''Son zamanlarda kafaya taktığın herhangi bir şey var mı küçük hanım?''
Elimin altındaki yastığı dizlerimin üzerine koydum ve başımı yastığa gömdüm. Odamda koltuğa uzanmıştım ve bu psikologla konuşuyordum. Sonra kafamı kaldırıp psikoloğa baktım. 'Küçük hanım' kelimesinin bana uygun olmadığı kanıtına yeni vararak bu soruya hayır anlamında başımı salladım. Bunca zamandır doktorlar bitmek tükenmek bilmeyen baş ağrılarıma bir şey yapamamış, nedenini bulamamışken şimdi de bu psikolog ile uğraşmak epey güç gibiydi.
''Pekala, belli ki bir şeye stres yapıyorsun.''
Ahh, ciddi misin(!)
''Hımm, emin olabilirsiniz ki hayatımda her şey düzende, kötü giden bir şey yok. Beni düşünen bir ailem ve beni yalnız bırakmayan arkadaşlarımla çok mutluyum. E haliyle stres yapacak bir şey kalmıyor.''
Psikolog bu cümlenin altında yatan mesajı anlamış olmalıydı. Yani 'bir şey yok boşuna uğraşıyon' temalı bakışımı attıktan sonra gözlüğünü burnunun ucuna indirdi. Birazdan beni yiyecek diye korktum bir an.

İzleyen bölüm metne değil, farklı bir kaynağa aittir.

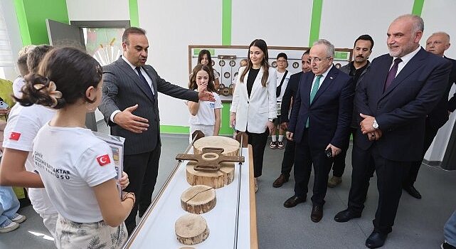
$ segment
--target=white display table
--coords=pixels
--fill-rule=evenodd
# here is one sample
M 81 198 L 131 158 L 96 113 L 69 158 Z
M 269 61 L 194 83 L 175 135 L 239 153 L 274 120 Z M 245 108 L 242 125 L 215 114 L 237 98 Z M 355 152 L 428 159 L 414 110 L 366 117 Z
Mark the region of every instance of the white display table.
M 209 237 L 205 241 L 191 247 L 198 249 L 258 248 L 250 145 L 248 148 L 243 149 L 243 156 L 245 157 L 245 161 L 240 166 L 240 164 L 236 163 L 233 182 L 216 189 L 217 203 L 215 208 L 201 214 L 207 222 Z M 144 213 L 124 248 L 177 249 L 186 246 L 177 240 L 174 233 L 174 223 L 179 217 L 188 213 L 181 206 L 181 194 L 190 187 L 186 180 L 186 163 L 187 161 L 183 161 L 174 174 L 170 176 L 170 181 L 164 186 L 164 191 L 157 196 L 157 201 Z M 238 223 L 237 240 L 236 221 Z

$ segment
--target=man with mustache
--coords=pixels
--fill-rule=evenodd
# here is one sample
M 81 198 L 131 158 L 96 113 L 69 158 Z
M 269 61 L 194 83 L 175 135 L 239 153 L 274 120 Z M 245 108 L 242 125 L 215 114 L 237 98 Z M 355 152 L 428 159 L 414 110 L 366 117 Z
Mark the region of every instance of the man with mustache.
M 212 93 L 173 85 L 146 65 L 149 41 L 146 31 L 130 27 L 122 36 L 122 55 L 103 67 L 103 89 L 98 109 L 111 127 L 111 134 L 125 138 L 124 171 L 129 178 L 125 191 L 137 201 L 125 220 L 128 234 L 152 202 L 159 171 L 161 142 L 158 92 L 193 102 L 215 101 Z
M 361 217 L 369 186 L 371 161 L 377 174 L 378 203 L 366 246 L 383 245 L 392 231 L 402 194 L 402 181 L 421 157 L 426 116 L 447 88 L 450 63 L 420 46 L 424 21 L 406 14 L 388 28 L 389 54 L 376 58 L 355 94 L 362 121 L 352 152 L 347 209 L 334 220 Z
M 353 78 L 355 82 L 355 90 L 359 83 L 364 77 L 371 66 L 371 62 L 368 60 L 373 48 L 373 40 L 369 35 L 361 35 L 355 41 L 353 47 L 354 60 L 347 65 L 341 67 L 340 70 L 348 74 Z M 350 135 L 354 136 L 356 134 L 356 129 L 359 128 L 359 115 L 357 111 L 354 109 L 351 124 L 350 125 L 350 133 L 346 139 L 345 147 L 346 149 L 342 149 L 341 154 L 334 157 L 334 161 L 332 165 L 332 176 L 328 181 L 328 187 L 334 188 L 342 182 L 342 175 L 345 169 L 345 157 L 350 142 Z

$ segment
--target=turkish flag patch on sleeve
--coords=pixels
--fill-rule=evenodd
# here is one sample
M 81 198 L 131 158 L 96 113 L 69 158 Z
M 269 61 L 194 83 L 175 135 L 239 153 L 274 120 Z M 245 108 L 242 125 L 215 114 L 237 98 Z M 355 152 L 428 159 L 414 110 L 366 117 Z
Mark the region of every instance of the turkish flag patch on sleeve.
M 97 161 L 98 161 L 98 164 L 100 164 L 100 166 L 105 166 L 110 163 L 111 159 L 110 159 L 110 156 L 107 154 L 97 157 Z
M 18 141 L 19 137 L 21 137 L 21 133 L 19 132 L 11 132 L 9 135 L 9 139 L 11 140 Z

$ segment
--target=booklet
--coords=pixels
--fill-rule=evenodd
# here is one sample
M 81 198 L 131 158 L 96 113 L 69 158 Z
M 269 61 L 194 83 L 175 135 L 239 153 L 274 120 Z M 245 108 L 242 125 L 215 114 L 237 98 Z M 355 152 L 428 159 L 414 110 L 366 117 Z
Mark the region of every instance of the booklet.
M 117 172 L 116 179 L 118 180 L 122 178 L 122 172 L 124 170 L 124 142 L 125 139 L 122 137 L 112 136 L 109 134 L 105 134 L 97 132 L 92 132 L 99 139 L 106 142 L 112 150 L 112 159 L 115 164 L 115 169 Z M 120 198 L 122 198 L 122 188 L 117 184 L 117 188 L 120 193 Z

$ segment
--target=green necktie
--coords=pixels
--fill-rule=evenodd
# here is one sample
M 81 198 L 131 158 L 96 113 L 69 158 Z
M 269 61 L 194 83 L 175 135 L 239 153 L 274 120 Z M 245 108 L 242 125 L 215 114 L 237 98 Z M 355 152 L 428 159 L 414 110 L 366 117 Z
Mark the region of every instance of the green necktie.
M 315 95 L 317 95 L 317 92 L 318 92 L 318 88 L 320 86 L 320 79 L 322 77 L 322 75 L 317 76 L 315 84 L 314 84 L 314 86 L 312 88 L 312 90 L 310 91 L 310 104 L 312 104 L 312 102 L 314 100 L 314 97 L 315 97 Z M 307 122 L 306 122 L 306 128 L 309 128 L 309 117 L 307 117 Z

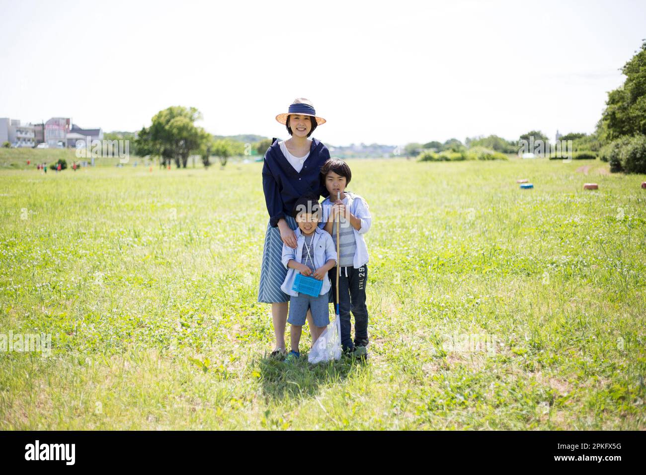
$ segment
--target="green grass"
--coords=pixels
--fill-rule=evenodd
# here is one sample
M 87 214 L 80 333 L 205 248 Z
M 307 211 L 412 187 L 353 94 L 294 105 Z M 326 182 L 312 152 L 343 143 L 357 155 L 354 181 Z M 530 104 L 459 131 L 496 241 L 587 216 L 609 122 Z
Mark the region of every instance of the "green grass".
M 52 339 L 0 354 L 0 429 L 646 428 L 643 176 L 349 164 L 371 359 L 315 367 L 266 357 L 262 164 L 0 168 L 0 333 Z

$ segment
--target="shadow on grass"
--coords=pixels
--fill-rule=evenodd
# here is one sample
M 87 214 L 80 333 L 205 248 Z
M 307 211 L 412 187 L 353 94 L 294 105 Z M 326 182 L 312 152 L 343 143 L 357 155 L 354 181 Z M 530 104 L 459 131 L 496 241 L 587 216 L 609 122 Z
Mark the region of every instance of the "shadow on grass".
M 303 399 L 316 396 L 319 388 L 344 381 L 366 363 L 342 356 L 338 361 L 311 364 L 307 353 L 290 363 L 269 355 L 255 359 L 254 366 L 260 374 L 263 394 L 268 399 Z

''O zaman bu baş ağrıların sebebi ne olabilir küçük hanım. Ailen seni iyileştirebilmek için onca hastaneye gitmiş, yaptırmadığı film kalmamış. Anlattıklarına göre tabii.''
Psikolog haklıydı aslında. Annemle en iyi hastanelerde ağrılarıma çare aramak için per perişan olmuştuk fakat hepsi ' teknolojik aletlerden uzak dursun- sürekli uyusun gibi şeylerle geçiştirmişlerdi. Belki de iyi doktorlarla karşılaşmadığımızdandır. Bilmiyordum. Bir müddet doktorların dediklerini yaptım fakat fayda görememiştim. Hapları zor yutuyordum fakat bu lanet ağrı geçsin diye resmen hapı çiğneyip yutuyor ve ağzıma o acı tat geliyor, kusma isteğiyle karşılaşıyordum. Bu ağrı başıma saplandığında uykum geliyor ve hemen yatıyordum. Haliyle derslere çalışmam da aksıyor, notlarım düşüyordu. Doktorların çoğunun tavsiyesine uydum olmadı, geçmemişti. Röntgen, Mr , Tomogrofi vs. Akla gelebilecek her türlü filmden geçmiştim fakat lanet olası bu baş ağrısı inadında kararlıydı.
Geriye kalan diğer saatlerde psikologlarla uzun konuştuk. Daha doğrusu o konuştu ben dinlemedim. Çünkü bu işin benim psikolojimle alakası olmadığına emindim. Sonunda gitmek için ayaklandığında yüzüme yapmacık bir gülümseme yerleştirip ona teşekkür ettim. Kafamı ütülediği için.(!) O odadan çıktığımda kendimi uyumak için yatağa attım.
*-*-*-*-*-*-*-*-*-*-*-*-*-*-*-*-*-*-*-*-*-*-*-*-*-*-*-*-*-*-*-*-*-*-*-*-*-*-*-*-*-*-*-*-*-*-*-*-
Yataktan başımı kaldırdığımda karşımda oturan annemi gördüm. Sarı, belime kadar uzanan saçlarımı geriye atıp yatakta doğruldum.
''Anne?''
Sadece küçük bir tebessüm ettiğinde bir şeylerin yolunda olmadığını anladım.
''Ne oldu?''
''Sorun yok kızım sadece sana bir şey söylemek istiyoruz.''
'İstiyoruz?' dediğinde bu ikinci kişinin kim olacağını merak etmiştim doğrusu. Odamda başka biri mi var diye etrafı inceledim fakat kimse yoktu. Ve annem konuşmaya devam etti.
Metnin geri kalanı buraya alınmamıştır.